It is with great sadness that we report the passing of music legend Neil Innes, the talent behind the music of The Bonzo Dog Band, Monty Python and, of course, exquisite genius of The Rutles, where he portrayed “Ron Nasty”. He was 75 years old.
A spokesperson for the Innes family said he had not been suffering from any illness and had passed away unexpectedly on Sunday night.
Python founding member Sir Michael Palin described him as “a great writer” and “the most lovely friend”.
“He was a great writer and he was eccentric and he was clever without being pretentious,” he added. “And he was the warmest of people to be with, he was a most lovely friend.”
Innes had been travelling home from France with his family, who have asked for privacy “at this difficult time”.
“It is with deep sorrow and great sadness that we have to announce the death of Neil James Innes on 29 December 2019,” they said in a statement.
“We have lost a beautiful, kind, gentle soul whose music and songs touched the heart of everyone and whose intellect and search for truth inspired us all.
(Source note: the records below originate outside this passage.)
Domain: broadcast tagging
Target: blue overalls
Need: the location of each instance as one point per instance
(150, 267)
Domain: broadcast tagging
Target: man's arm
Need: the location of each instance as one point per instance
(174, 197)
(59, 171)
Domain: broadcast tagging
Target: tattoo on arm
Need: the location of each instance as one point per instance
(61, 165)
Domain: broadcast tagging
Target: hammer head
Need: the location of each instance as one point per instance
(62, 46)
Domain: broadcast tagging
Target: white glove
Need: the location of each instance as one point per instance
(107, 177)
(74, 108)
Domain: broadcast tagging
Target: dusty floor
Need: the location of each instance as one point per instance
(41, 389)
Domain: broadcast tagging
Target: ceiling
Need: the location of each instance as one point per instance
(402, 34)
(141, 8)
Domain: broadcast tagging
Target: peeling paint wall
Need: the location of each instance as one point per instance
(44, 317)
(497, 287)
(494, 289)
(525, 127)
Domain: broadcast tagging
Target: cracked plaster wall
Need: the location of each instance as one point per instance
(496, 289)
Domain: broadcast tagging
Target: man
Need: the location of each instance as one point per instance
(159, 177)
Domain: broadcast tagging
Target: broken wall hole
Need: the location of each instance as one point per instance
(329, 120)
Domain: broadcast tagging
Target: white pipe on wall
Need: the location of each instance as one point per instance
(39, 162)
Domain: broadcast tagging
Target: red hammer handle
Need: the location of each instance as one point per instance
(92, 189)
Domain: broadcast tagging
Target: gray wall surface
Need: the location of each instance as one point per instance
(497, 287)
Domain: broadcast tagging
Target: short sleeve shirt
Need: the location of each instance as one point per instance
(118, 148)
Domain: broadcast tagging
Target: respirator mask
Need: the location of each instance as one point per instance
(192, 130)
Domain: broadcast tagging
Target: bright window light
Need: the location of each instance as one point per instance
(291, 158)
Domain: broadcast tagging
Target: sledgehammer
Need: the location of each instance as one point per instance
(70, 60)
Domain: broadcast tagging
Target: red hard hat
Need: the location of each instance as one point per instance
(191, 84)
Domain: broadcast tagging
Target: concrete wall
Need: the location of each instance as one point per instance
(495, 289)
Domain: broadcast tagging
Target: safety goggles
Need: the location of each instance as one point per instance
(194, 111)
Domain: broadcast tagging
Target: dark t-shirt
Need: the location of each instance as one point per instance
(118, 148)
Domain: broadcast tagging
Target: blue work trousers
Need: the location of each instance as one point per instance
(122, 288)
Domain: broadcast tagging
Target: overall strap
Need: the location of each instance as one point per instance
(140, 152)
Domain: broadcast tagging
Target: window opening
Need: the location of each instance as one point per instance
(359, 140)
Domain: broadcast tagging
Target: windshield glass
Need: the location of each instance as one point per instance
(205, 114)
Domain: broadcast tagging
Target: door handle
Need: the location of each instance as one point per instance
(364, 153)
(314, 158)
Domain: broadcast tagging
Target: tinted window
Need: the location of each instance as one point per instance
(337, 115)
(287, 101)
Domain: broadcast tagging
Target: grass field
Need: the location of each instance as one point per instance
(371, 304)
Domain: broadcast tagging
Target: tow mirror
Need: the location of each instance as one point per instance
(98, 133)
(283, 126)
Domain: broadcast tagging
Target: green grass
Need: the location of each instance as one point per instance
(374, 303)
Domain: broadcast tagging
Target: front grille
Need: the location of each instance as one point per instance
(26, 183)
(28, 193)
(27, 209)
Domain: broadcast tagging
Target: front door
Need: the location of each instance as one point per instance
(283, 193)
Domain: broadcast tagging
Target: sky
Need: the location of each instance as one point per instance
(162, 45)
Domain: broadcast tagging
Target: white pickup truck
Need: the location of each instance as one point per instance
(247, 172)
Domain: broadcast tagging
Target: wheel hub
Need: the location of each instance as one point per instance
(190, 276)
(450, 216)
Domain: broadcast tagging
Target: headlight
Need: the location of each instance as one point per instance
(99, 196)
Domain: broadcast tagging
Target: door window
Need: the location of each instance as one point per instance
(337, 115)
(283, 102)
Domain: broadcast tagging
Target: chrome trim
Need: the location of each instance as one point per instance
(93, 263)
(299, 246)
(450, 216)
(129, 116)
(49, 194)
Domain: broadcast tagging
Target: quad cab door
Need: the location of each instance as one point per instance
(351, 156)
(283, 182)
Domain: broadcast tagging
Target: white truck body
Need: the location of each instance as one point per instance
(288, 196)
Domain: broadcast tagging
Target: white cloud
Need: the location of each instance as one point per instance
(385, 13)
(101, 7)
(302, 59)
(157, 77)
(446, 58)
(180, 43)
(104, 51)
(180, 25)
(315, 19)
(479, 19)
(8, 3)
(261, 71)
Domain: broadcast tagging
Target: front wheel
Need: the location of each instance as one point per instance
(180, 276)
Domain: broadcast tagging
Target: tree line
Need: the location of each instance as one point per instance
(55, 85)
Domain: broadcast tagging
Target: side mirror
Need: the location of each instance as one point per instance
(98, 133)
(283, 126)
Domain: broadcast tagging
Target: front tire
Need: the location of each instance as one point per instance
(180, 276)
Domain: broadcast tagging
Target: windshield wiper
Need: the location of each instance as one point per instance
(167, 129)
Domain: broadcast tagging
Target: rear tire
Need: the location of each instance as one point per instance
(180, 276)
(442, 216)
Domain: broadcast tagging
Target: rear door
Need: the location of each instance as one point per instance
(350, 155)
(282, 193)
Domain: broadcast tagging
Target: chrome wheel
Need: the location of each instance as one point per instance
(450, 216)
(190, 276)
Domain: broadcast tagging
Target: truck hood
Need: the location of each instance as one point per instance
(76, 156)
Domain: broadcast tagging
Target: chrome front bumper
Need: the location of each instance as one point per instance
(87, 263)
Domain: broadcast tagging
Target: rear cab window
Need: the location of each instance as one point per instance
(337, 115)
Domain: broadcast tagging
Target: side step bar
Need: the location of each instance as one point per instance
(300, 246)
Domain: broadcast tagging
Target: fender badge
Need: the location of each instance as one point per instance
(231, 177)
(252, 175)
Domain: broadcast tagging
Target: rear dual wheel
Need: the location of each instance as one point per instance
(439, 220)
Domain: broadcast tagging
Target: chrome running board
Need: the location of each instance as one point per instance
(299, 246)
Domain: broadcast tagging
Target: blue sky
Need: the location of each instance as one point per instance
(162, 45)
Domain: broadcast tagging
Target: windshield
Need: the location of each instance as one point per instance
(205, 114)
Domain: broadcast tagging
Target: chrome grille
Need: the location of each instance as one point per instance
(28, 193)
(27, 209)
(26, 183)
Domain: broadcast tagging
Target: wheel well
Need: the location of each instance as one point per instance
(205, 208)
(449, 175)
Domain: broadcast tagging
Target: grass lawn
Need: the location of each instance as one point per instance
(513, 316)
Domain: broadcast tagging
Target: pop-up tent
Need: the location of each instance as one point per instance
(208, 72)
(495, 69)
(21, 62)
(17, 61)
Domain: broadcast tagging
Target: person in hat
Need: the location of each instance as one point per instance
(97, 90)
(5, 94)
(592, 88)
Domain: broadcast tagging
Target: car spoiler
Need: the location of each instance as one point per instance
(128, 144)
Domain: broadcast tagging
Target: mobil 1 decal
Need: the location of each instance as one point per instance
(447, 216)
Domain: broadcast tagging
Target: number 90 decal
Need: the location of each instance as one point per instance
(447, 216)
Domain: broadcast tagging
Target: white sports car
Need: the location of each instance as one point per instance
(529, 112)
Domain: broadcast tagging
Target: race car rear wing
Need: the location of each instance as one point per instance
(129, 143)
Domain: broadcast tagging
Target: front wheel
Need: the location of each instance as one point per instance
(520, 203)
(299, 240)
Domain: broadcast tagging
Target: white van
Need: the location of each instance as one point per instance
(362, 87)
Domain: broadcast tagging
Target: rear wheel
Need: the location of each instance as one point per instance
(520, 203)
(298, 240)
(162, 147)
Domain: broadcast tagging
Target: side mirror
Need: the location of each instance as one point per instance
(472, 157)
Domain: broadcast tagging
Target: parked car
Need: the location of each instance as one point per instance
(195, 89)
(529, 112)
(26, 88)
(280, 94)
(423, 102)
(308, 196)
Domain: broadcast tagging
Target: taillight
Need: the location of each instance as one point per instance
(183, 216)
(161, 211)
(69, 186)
“He died of natural causes quickly without warning and, I think, without pain.”
They went on: “His wife Yvonne and their three sons, Miles, Luke and Barney, and three grandchildren, Max, Issy and Zac, give thanks for his life, for his music and for the joy he gave us all.”
Mr. Innes was often considered “the seventh Python”, appearing with the comedy group and acting as their musical director. The band which launched Mr. Innes’ career, The Bonzo Dog Band, were cult favorites with tracks like “(I’m The) Urban Spaceman” and “Can Blue Men Sing The Whites?”
After Monty Python came to an end, Mr. Innes joined fellow Python Eric Idle on a new series, “Rutland Weekend Television”, which gave birth to their spoof band The Rutles (a seamless pastiche of The Beatles). From this, Neil Innes (and the alter ego of Ron Nasty) became legendary and beloved.
Paraphrasing the words of his fellow Rutle, Barrington Womble (or “Barry Wom”), “we are shocked and stunned… very stunned”.
As Mr. Innes so eloquently put it, “I’ve suffered for my music; now it’s your turn”.